This is more intuitive if one views it in the special case of polynomials or power series expansions, where the even and odd parts correspond to the terms with even and odd exponents, e.g. bisecting into even and odd parts the power series for $\:\rm e^{{\it i}\:x} \:,\;$
$$\begin{align}
\rm f(x) \ &= \ \rm\frac{f(x)+f(-x)}{2} \;+\; \frac{f(x)-f(-x)}{2} \\[.4em]
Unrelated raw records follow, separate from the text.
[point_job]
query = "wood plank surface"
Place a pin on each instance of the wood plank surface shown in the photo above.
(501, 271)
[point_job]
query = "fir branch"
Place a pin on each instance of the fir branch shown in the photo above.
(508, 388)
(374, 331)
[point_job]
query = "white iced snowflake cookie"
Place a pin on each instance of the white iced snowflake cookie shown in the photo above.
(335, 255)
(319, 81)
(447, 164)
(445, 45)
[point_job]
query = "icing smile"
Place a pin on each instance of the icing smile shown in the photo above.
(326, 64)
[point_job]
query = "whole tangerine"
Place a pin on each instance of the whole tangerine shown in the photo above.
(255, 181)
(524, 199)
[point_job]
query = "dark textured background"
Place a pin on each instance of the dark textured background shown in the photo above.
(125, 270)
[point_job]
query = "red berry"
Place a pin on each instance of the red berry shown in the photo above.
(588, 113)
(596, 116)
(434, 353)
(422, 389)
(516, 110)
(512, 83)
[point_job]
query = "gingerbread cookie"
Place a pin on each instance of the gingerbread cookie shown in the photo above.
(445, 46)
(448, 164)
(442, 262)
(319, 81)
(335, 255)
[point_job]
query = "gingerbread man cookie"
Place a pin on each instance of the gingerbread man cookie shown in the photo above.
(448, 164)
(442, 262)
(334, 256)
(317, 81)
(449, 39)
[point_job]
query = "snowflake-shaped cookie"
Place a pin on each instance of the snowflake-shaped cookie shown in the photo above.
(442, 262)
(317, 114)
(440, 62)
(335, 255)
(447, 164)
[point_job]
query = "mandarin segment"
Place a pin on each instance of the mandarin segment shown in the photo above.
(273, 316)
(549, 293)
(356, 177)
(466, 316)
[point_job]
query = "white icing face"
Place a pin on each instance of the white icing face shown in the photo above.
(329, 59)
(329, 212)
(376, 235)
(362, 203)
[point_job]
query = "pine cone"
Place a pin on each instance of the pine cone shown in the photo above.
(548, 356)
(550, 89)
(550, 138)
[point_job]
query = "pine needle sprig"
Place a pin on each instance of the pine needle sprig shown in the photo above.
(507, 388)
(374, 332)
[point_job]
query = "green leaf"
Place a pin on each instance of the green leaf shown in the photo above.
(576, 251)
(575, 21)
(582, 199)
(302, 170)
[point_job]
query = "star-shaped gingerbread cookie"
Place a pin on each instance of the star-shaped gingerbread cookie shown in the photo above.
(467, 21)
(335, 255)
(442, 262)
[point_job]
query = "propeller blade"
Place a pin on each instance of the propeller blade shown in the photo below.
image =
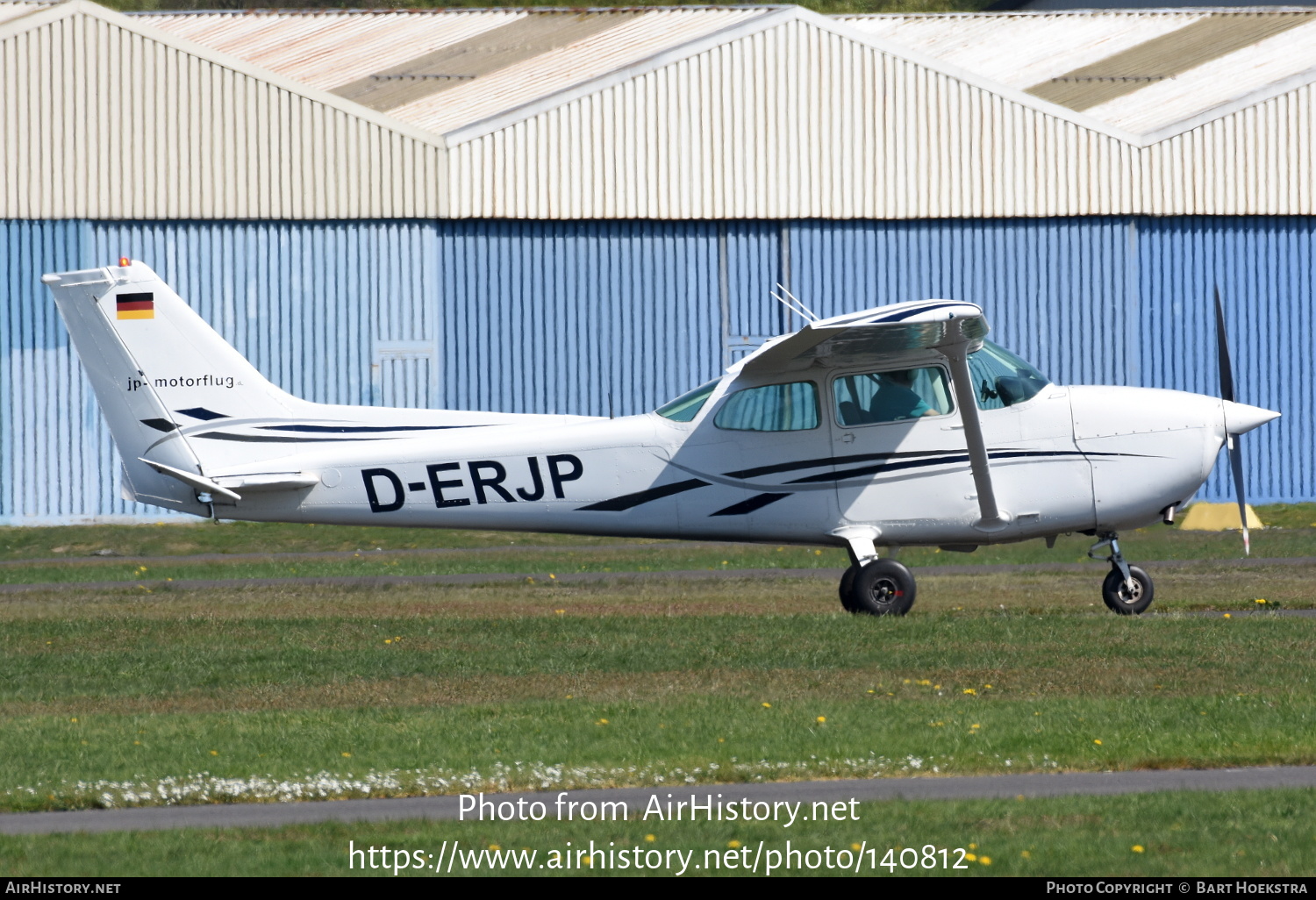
(1232, 441)
(1236, 465)
(1227, 391)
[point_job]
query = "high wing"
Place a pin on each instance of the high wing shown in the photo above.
(950, 328)
(942, 325)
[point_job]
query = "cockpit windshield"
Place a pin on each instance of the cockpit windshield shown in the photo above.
(1002, 379)
(687, 405)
\Rightarrow\quad \rm e^{\,{\large \it i}\,x} \ &= \ \rm\cos(x) \ +\ {\it i} \ \sin(x) \end{align}\qquad$$
Similarly one can perform multisections into $\rm\:n\:$ parts using $\rm\:n\:$'th roots of unity - see my post here for some examples and see Riordan's classic
textbook Combinatorial Identities for many applications. Briefly,
with $\rm\:\zeta\ $ a primitive $\rm\:n$'th root of unity, the $\rm\:m$'th $\rm\:n$-section selects the linear progression of $\rm\: m+k\:n\:$ indexed terms from a series $\rm\ f(x)\ =\ a_0 + a_1\ x + a_2\ x^2 +\:\cdots\ $ as follows
$\rm\quad\quad\quad\quad a_m\ x^m\ +\ a_{m+n}\ x^{m+n} +\ a_{m+2\:n}\ x^{m+2n}\ +\:\cdots $
$\rm\quad\quad\, =\,\ \frac{1}{n} \big(f(x)\ +\ f(x\zeta)\ \zeta^{-m}\ +\ f(x\zeta^{\:2})\ \zeta^{-2m}\ +\:\cdots\: +\ f(x\zeta^{\ n-1})\ \zeta^{\ (1-n)m}\big)$
Exercisse $\;$ Use multisections to give elegant proofs of the following
$\quad\quad\rm\displaystyle sin(x)/e^{x} \ \ $ has every $\rm 4k\,$'th term zero in its power series
$\quad\quad\rm\displaystyle cos(x)/e^{x} \ \, $ has every $\rm 4k\!+\!2\,$'th term zero in its power series
See the posts in this thread for various solutions and more on multisections. When you later study representation theory of groups you will learn that this is a special case of much more general results, with relations to Fourier and other transforms. It's also closely related to various Galois-theoretic results on modules, e.g. see my remark about Hilbert's Theorem 90 in the linked thread.